The first challenge is that the hypervisor is not really reading a VMDK image; it is reading a virtual image being presented to it by the backup product. Depending on which product you’re using and which version of the backup you chose, the backup system may have to do quite a bit of work to present this virtual image. This is why most backup systems recommend limiting the number of instant booted images at a time if performance is important.
The second reason instant recovery is not typically high-performance is that the VMDK is on secondary storage. In a world where many primary systems have gone to all-flash arrays, today’s backup systems still use SATA, which is much slower.
The final enemy of high-performance in an instant-recovery system is that many backups are stored in a deduplicated format. Presenting the deduplicated files as a full image takes quite a bit of processing power and again takes away from the performance of the system. Some deduplication systems can store the most recent copy in an un-deduplicated fashion making them much faster for an instant-recovery set up.
How does instant recovery work?
It was no small feat to get to a point where customers could directly mount their backups into production or test. The first big change is that backups had to be stored in a way that allowed them to be directly accessed; they couldn’t be stored inside a container like tar or a proprietary image from another vendor. Some type of driver also needs to sit on top of the data in a way that allows access to multiple views of the data so that you can access the backup of a VM from different points in time. Most importantly, this driver will need to have read-write access in order for a VM to actually run, which means that it really needs to present a virtual view of the backup – not a direct one. Otherwise running a VM from its backup would actually overwrite the backup.
Once all of the above has been accomplished, the backup system needs to make available to the hypervisor the virtual view of the appropriate VMDK. This is typically done via NFS, which the hypervisor will see as a data store, allowing it to import and run the VMs.
Due to the performance characteristics mentioned above, the running VM is only temporary. If the VM is needed long-term, it needs to be restored to a typical location were VMs are stored. This can also be done by using something like Storage vMotion.
What can you do with it?
Many see backup testing as the best possible use of the instant recovery feature, and it goes way beyond simply mounting a particular VM. Some backup products are able to create recovery groups with the appropriate boot order and boot several VM’s together in order to test the recovery of all of them. Imagine the level of comfort such testing would give a typical backup administrator.
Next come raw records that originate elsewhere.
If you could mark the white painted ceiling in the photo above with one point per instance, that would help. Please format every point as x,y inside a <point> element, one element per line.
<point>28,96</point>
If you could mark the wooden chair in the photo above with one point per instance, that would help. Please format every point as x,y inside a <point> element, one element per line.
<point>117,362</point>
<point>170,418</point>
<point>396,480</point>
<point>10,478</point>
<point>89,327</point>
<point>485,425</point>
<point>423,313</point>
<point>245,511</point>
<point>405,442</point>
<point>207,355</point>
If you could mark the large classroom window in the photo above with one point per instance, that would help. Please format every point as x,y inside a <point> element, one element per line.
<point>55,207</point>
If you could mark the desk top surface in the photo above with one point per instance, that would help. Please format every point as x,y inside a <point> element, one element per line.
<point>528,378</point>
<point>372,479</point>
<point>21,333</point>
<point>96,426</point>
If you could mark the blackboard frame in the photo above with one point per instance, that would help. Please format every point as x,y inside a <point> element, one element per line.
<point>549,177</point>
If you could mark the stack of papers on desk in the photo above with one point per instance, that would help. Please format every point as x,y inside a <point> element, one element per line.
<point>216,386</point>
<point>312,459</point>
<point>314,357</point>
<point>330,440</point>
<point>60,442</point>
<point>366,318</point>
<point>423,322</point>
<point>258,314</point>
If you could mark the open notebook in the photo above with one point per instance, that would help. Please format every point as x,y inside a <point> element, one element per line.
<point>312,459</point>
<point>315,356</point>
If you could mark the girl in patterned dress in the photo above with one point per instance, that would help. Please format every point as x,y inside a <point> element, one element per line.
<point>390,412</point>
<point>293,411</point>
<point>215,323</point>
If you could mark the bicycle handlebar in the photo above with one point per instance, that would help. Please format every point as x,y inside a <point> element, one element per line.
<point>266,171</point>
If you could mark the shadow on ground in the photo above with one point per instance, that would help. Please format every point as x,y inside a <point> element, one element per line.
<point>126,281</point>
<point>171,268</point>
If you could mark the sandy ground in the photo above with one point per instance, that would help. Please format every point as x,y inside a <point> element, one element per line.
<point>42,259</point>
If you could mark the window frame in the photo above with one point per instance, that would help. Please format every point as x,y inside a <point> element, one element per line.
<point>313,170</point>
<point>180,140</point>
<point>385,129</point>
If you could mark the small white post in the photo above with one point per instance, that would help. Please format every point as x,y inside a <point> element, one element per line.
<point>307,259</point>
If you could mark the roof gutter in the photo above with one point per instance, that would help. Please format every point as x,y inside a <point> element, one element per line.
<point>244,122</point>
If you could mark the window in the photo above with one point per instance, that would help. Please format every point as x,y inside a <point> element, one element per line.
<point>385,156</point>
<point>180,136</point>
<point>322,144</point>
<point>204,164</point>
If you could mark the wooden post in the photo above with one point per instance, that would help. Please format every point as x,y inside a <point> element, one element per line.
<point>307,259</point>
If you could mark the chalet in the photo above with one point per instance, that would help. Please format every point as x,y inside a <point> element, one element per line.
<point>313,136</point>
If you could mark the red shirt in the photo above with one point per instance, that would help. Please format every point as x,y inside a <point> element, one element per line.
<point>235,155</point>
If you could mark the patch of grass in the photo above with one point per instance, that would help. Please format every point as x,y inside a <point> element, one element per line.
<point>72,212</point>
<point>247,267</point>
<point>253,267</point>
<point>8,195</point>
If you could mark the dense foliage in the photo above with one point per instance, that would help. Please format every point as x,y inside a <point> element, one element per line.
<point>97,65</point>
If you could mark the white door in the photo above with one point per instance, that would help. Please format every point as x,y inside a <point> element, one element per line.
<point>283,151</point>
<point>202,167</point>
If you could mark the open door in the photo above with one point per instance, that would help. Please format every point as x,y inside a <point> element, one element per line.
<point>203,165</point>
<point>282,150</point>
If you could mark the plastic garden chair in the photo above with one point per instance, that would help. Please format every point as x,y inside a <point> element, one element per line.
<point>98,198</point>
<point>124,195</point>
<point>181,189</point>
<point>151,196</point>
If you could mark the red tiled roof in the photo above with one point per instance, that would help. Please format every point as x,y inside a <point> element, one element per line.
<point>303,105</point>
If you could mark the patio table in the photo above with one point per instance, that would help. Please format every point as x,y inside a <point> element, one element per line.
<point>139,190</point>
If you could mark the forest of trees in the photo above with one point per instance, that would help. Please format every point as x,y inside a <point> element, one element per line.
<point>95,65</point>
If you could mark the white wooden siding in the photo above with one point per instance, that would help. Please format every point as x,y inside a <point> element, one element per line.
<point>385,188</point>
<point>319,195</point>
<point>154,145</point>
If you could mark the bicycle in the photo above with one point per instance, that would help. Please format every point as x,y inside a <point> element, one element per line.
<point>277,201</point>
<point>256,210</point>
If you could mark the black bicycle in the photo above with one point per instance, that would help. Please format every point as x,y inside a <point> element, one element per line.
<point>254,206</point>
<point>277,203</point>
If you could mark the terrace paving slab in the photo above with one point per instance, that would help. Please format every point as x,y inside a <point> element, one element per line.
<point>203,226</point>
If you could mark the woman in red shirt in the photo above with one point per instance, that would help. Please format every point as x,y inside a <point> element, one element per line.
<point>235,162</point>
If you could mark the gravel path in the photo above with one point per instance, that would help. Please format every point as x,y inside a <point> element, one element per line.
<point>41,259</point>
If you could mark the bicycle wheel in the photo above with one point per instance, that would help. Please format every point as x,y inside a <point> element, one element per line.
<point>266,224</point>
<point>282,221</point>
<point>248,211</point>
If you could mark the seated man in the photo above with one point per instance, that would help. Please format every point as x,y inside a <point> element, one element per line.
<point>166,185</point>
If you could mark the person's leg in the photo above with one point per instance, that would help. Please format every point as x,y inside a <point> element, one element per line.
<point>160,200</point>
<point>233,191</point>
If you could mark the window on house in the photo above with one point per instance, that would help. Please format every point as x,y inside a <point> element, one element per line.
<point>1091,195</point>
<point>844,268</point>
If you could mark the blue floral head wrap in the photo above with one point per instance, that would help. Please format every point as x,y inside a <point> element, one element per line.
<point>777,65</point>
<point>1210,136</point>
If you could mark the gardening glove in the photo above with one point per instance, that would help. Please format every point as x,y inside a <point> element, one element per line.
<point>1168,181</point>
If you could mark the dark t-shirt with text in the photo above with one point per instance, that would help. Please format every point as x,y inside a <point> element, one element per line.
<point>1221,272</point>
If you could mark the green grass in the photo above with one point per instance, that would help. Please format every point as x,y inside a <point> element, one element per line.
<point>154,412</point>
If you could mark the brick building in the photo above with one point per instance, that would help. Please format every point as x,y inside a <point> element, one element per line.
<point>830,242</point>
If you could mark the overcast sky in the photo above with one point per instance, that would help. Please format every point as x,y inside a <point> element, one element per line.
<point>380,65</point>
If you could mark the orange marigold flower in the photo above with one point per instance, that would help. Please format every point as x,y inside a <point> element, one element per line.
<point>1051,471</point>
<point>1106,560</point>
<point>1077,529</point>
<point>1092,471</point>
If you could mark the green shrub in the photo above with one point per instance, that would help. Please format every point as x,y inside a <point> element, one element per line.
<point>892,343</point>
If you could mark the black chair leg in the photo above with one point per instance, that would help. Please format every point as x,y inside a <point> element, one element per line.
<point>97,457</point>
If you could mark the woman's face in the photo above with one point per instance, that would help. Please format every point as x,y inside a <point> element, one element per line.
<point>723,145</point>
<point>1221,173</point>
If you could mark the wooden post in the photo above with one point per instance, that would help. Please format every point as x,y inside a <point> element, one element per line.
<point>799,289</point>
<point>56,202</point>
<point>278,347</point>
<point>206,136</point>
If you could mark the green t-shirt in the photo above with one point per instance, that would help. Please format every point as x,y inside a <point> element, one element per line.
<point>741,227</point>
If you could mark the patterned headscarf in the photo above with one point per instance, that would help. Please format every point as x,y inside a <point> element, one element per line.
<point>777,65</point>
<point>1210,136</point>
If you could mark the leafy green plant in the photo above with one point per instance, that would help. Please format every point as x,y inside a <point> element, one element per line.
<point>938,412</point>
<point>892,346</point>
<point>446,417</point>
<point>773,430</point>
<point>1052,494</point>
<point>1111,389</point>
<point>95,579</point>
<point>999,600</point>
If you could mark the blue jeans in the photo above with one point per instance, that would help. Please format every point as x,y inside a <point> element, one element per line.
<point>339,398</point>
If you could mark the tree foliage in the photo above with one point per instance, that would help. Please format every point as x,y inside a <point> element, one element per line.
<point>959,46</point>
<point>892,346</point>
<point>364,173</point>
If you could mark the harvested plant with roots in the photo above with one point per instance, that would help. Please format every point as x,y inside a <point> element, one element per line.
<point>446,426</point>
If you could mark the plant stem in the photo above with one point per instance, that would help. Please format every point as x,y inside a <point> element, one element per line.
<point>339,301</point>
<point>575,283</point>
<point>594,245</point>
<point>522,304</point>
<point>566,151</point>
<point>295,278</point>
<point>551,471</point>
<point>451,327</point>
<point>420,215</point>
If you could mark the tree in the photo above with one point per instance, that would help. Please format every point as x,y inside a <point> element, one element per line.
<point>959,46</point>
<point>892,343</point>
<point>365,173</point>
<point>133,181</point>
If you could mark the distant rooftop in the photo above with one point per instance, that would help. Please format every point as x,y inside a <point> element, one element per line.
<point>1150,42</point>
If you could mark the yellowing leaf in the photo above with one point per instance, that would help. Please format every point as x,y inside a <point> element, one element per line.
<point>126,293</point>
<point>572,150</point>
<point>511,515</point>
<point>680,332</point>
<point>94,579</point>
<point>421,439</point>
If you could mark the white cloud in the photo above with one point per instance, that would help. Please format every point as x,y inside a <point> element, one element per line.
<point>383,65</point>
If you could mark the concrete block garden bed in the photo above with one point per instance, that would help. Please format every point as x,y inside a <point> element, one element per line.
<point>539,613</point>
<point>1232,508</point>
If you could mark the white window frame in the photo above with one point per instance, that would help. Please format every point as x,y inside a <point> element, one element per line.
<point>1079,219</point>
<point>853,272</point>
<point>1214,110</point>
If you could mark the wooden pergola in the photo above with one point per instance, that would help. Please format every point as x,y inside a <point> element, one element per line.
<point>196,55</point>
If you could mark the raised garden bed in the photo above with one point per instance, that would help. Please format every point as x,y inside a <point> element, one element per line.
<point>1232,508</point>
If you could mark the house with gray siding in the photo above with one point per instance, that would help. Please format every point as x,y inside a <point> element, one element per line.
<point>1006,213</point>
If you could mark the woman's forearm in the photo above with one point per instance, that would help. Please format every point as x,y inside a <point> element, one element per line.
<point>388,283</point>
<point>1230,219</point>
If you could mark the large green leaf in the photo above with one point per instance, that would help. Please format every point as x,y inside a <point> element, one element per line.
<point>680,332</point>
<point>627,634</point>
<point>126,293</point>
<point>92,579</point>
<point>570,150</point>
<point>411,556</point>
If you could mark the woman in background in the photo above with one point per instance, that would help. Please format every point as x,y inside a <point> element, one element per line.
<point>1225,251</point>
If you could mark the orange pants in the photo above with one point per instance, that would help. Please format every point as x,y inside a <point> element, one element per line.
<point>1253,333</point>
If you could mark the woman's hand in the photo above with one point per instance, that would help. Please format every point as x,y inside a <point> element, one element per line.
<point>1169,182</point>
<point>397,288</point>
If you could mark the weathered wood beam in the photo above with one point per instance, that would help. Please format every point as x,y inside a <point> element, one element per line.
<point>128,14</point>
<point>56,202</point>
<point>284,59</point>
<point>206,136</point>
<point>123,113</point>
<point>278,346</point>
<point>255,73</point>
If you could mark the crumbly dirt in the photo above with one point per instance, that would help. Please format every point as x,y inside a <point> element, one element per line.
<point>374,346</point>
The most common use of instant recovery is the same as the initial use it was designed for – file-level recovery from an otherwise opaque image of a VM. Even if a particular backup product has the ability to do file-level recovery from within a VM backup, some customers prefer this method of recovery instead.
Instant recovery of a VM can also be used to copy a production VM to another location for testing or other purposes. Again, while most backup products have the ability to restore a backup of a VM to a different data store or hypervisor, some customers prefer using other tools to accomplish that task. Being able to directly access the VMDKs of a given VM gives these customers the functionality they’re looking for.
Instant recovery can also be used in a limited way to recover an entire VM if that VM becomes damaged in some way. For example, if someone accidentally deleted or corrupted the VM decays of a given VM, being able to quickly run that VM from a backup would allow them to recover from that mistake relatively quickly while they rectify it. However, instant recovery is not typically meant to take the place of an entire DR system due to the performance characteristics of how it works.
Instant recovery has become so popular that many customers have put it on their “must have” checklists when sending out RFPs. Using it to automatically test your entire backup every night could greatly increase your confidence in how well your backup system works. And imagine how good you would look when you immediately boot up a VM that someone accidentally deleted. Instant recovery truly changes how a backup system is perceived.